Conde himself, whilst fighting for him, lost no opportunity of
ridiculing, of humbling him. The queen, on whom he threw himself as sole
support, seemed to him now not much to be relied upon.
When the hour appointed for the audience arrived Athos was obliged
to stay until the queen, who was waited upon by a new deputation from
Paris, had consulted with her minister as to the propriety and manner
of receiving them. All were fully engrossed with the affairs of the
day; Athos could not therefore have chosen a more inauspicious moment to
speak of his friends--poor atoms, lost in that raging whirlwind.

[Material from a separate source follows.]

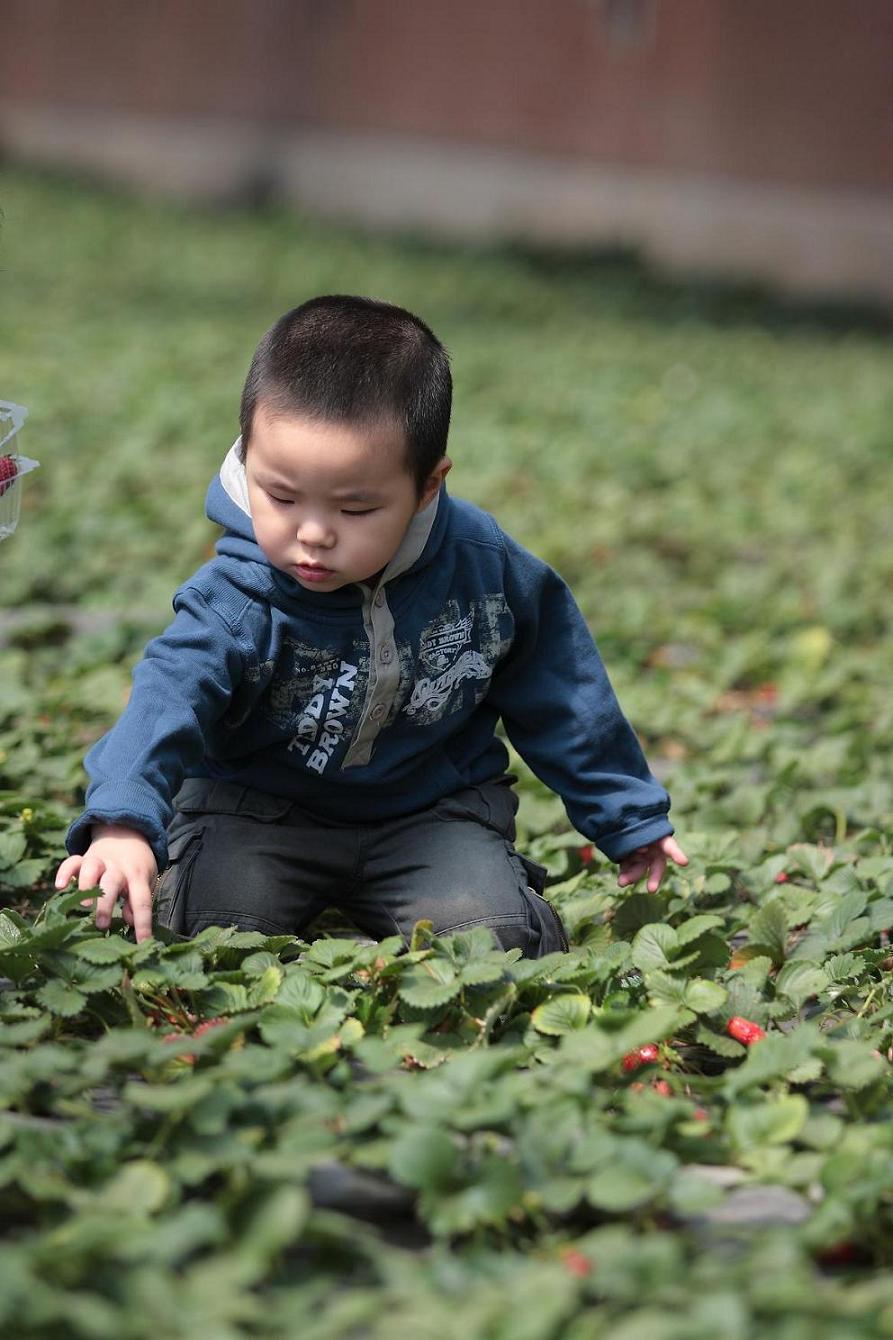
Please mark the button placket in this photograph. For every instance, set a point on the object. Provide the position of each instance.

But Athos was a man of inflexible determination; he firmly adhered to a
purpose once formed, when it seemed to him to spring from conscience
and to be prompted by a sense of duty. He insisted on being introduced,
saying that although he was not a deputy from Monsieur de Conti, or
Monsieur de Beaufort, or Monsieur de Bouillon, or Monsieur d'Elbeuf, or
the coadjutor, or Madame de Longueville, or Broussel, or the Parliament,
and although he had come on his own private account, he nevertheless had
things to say to her majesty of the utmost importance.
The conference being finished, the queen summoned him to her cabinet.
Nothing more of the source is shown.